The Pack Creek Fire in San Juan County, which ignited June 9 due to an unattended campfire, is at 4,944 acres with zero percent containment, destroying three structures and causing evacuations of all homes in the Pack Creek community, according to the most recent update from Utah Fire Info. The fire has caused multiple road closures in the area, with evacuations of the Warner Lake Campground and the Oowah Lake Campground as well.
FEMA Acting Regional Administrator Nancy Dragani approved the state’s request for a federal Fire Management Assistance Grant on Thursday, after determining that the fire “threatened such destruction as would constitute a major disaster,” according to a press release. At the time of the request, the fire was threatening 110 homes in and around the community of Pack Creek, near Moab, and was also threatening a high voltage line in the area.
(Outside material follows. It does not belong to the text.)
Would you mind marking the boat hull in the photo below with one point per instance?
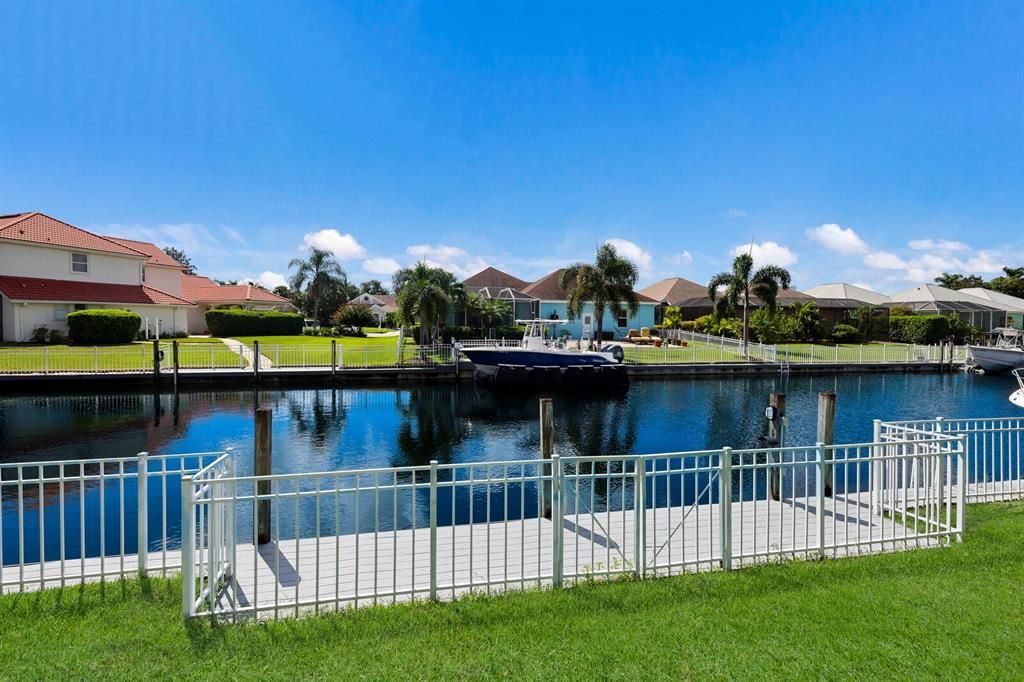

The National Weather Service had issued high wind warnings for the Pack Creek area and mandatory evacuations had taken place for approximately 500 people, according to the release. Fire fighting operations for the blaze include six engines, two water tenders, three helicopters, and 125 firefighters and overhead personnel.
FEMA funds were also approved on Monday for the Mammoth Fire near St. George, which remains at 709 acres and 40% containment, with Mammoth Creek Village still evacuated. Dixie National Forest has issued road, area and trail closures to protect public safety during the fire suppression efforts.
The Bear Fire, which is 4 miles northwest of Helper, has burned 8,332 acres and is at 5% containment. U.S. 6 remains closed from milepost 221 near the Emma Park Road junction to milepost 230 near the U.S. 191 junction, and the highway will remain closed until at least noon as fire operations personnel assess the need for closure.
Firefighters plan to “take advantage of today’s cooler temperatures and calmer winds” to continue operations along U.S. 6, securing the fire’s edge along the highway while looking to build containment lines. No evacuations have been ordered, but the Carbon County Sheriff’s Office issued a pre-evacuation notice Thursday night for 10 residences in northwest Helper, and firefighters are reevaluating the need for the pre-evacuation notice with the Sheriff’s office this morning.
The Bear Fire is sharing resources with the Bennion Creek Fire in Carbon County, which led to the evacuation of 30 to 50 people from Aspen Cove yesterday. The Bennion Creek blaze has grown to 4,706 acres at zero percent containment and experienced “significant winds and extreme fire behavior” on Thursday, pushing it to the southeast.
The East Canyon fire is at 90% containment. The blaze was at 835 acres early Thursday. The human-caused Goat Springs fire in Juab County, which burned 444 acres, was extinguished Thursday evening.